В общем, я решил, что разгадаю тайну дома, чего бы мне это ни стоило – пусть даже ценой появления новых, ещё более неразрешимых вопросов. Робости, к счастью, во мне не было. Но, не зная, с чего начать, я впервые в жизни поймал себя на мысли, что ни к одному из ныне здравствующих политических деятелей не испытываю больше зависти.

Ужин оказался превосходным. Каждое из блюд благоухало изысканнейшими ароматами, так что не отдать должное хозяйскому усердию было никак нельзя. Мог ли я предполагать, что в таком захолустье мне доведётся насладиться шедеврами поварского искусства? Хозяин объяснил своё мастерство тем, что некогда работал учеником у известного кулинара. Нелегко подозревать в дурных намерениях человека, только что потчевавшего тебя прекрасным ужином.
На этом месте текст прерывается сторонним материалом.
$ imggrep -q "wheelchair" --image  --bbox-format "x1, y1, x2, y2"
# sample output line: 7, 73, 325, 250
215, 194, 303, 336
Как только Вертлявый, передвигаясь подобно штопору, вынес последнюю пустую тарелку, я задымил сигарой и принялся глубокомысленно вышагивать по комнате.

«Каков фантазёр! – начал я монолог, как бы мысленно обращаясь к невидимому другу. – В один прекрасный день ты и в сахарнице найдёшь привидение. Нет, ну до чего же мнительный тип! Вспомни напоследок грибной омлет и обо всём остальном позабудь. Ф-фу! Любой здравомыслящий человек согласится с тем, что всё это – чистейшей воды домыслы!»

В тот самый момент, когда мой монолог достиг кульминации, дверь зловеще скрипнула. Внутреннее равновесие моё оставалось непоколебимым. Дверь, в отличие от последнего, обнаружила признаки подвижности, повернулась на петлях, и – на пороге возник Вертлявый.

Будучи уже достаточно осведомлён о характере дома и нравах его обитателей, я не удивился тому, что он не заговорил со мной первым. Пару секунд слуга глядел на меня в величайшей задумчивости, но и в этом я не нашёл для себя ровно ничего поразительного. Более того, мне удалось сохранить на физиономии подобающее случаю выражение серьёзности – каждый, кто достиг кое-чего в нелёгком искусстве фотографироваться, поймёт, о чём я говорю. С тем же торжественным выражением разглядывал меня и Вертлявый. Если бы не бурные извивания, его можно было бы принять со стороны за вдохновенного живописца, охваченного возвышенным стремлением как можно точнее изобразить мою физиономию на холсте.